Sonríe y tal vez no sabe por qué, abre los ojos del todo y no recuerda el sueño del que ha despertado, mira a su alrededor y tampoco reconoce la habitación donde está, se palpa las piernas bajo las faldillas y las nota rígidas de frío, así que no puede ser él ese hombre que camina infatigablemente de noche y marca el paso con un hatillo al hombro en lugar de un fusil, pisando la grava de la carretera con unas alpargatas que no se quitará hasta que las suelas se le hayan gastado, pues quiere reservar para las veredas de la Sierra las botas que le ha cambiado un preso por su ración de tabaco. Se muere de sueño, de cansancio y de hambre y no quiere detenerse ni comer todavía la poca longaniza que le queda ni el chusco negro que apenas ha mordido dos o tres veces desde que echó a andar, cualquiera sabe lo que tardará todavía en llegar a Mágina, cuándo verá a lo lejos el perfil de sus torres sobre la colina y la muralla, el Guadalquivir, la llanura, los olivares, el verde reluciente y húmedo de los granados en las huertas.

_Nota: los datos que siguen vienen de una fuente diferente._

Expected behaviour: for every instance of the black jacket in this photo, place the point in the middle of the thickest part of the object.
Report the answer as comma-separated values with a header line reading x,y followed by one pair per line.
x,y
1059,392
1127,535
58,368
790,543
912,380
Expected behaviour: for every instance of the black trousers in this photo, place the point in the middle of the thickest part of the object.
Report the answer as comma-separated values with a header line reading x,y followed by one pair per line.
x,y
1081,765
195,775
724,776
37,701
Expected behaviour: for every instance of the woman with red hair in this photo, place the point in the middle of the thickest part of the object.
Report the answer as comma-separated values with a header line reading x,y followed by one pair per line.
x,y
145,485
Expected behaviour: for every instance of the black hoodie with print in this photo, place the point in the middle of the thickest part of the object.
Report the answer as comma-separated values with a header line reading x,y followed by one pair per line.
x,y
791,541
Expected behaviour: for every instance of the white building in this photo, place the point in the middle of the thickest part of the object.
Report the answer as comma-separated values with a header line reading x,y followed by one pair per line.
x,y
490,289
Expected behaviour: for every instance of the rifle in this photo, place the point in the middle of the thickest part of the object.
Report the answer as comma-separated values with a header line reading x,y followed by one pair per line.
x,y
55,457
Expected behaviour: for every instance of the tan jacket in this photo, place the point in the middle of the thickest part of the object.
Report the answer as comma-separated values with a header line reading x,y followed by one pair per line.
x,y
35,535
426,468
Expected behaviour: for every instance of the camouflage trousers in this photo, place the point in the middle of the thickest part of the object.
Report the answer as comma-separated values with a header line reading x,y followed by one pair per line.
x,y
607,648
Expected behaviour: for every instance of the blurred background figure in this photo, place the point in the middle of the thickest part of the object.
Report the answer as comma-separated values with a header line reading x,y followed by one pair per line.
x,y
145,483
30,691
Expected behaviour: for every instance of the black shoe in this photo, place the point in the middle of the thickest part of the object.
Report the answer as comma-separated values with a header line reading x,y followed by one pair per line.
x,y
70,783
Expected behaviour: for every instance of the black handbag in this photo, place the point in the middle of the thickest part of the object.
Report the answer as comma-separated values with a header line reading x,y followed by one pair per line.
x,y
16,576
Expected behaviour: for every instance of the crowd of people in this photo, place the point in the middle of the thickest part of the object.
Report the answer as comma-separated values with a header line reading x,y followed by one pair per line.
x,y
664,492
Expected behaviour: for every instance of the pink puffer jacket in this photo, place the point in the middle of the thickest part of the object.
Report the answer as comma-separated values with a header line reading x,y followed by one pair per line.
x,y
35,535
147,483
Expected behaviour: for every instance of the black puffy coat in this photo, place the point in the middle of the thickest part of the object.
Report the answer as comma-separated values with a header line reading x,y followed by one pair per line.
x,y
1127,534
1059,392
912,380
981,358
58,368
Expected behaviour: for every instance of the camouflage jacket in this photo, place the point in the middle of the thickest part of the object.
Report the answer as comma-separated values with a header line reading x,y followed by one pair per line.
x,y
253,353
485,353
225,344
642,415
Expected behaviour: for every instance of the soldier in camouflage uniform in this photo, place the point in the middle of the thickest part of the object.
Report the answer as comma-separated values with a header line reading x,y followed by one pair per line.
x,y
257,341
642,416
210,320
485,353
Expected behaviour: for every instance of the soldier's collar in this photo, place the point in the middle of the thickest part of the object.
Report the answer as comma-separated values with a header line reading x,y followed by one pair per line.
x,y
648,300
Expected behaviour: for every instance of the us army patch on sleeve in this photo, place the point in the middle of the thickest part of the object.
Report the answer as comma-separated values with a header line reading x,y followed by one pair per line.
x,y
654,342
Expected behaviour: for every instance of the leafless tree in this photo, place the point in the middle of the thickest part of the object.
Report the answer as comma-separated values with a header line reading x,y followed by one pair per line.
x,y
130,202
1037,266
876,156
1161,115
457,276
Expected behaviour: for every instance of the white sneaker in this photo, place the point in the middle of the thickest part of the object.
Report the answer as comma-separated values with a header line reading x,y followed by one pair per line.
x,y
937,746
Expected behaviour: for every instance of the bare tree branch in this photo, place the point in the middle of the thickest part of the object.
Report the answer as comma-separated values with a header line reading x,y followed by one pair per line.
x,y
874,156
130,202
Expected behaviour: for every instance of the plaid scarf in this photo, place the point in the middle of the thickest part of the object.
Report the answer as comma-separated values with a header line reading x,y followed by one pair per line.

Se quedaba dormido caminando y lo despertaba de pronto el golpe de su cara contra la tierra, se incorpora y no sabe dónde ésta, en un sueño dentro de otro sueño, en la carretera sin luces que lo llevará más tarde o más temprano a Mágina, en una habitación grande y caldeada donde suena la música de un programa de televisión y una voz que tarda en identificar lo reprende, pero Manuel, será posible, otra vez te has dormido.

Pero no duerme, no quiere dormir, sólo camina y marca el paso y sigue buscando en la negrura del cielo los primeros indicios del amanecer, le parece mentira haber sido tan joven, un día y una noche caminando como si lo empujara la corriente de un río, sin comer apenas, hablando para no dormirse, cantando flamenco por lo bajo con aquella voz que se parecía a la de Pepe Marchena: lo llevaba dentro, en cuanto bebía dos copas de aguardiente y escuchaba palmas animándolo se arrancaba por derecho, entonando bajo, o rompiendo en un grito como Miguel de Molina, y con el cante y el alcohol se le olvidaba todo y volvía a casa borracho y sin un céntimo, pero no iba a ser todo doblarse sobre la tierra desde que Dios amanecía y encerrarse a la caída de la noche como los animales en la cuadra. Eso mi abuela Leonor no quería entenderlo, por muy tarde que llegara lo esperaba despierta y le llamaba golfo, sinvergüenza, borracho, como si él anduviera siempre por ahí y no se matara trabajando por el pan de sus hijos. De haber podido elegir su destino le habría gustado ser cantaor, aunque lo de guardia tampoco estaba mal, colocación para toda la vida y paga del gobierno, cartilla del economato, tarjeta gratis para los tranvías, y luego lo que más le gustaba, el respeto del uniforme, el halago de que las mujeres se lo quedaran mirando por la calle, tan alto como un artista de cine, lo recuerda mi madre, con el mentón ceñido por el barbuquejo y aquella voz de autoridad que ponía, vamos, circulen, abran paso, respeten el orden de la cola o me veré obligado al uso de la fuerza, quién iba a decirle a él que de mozo de mulas llegaría a gastador de la Guardia de Asalto.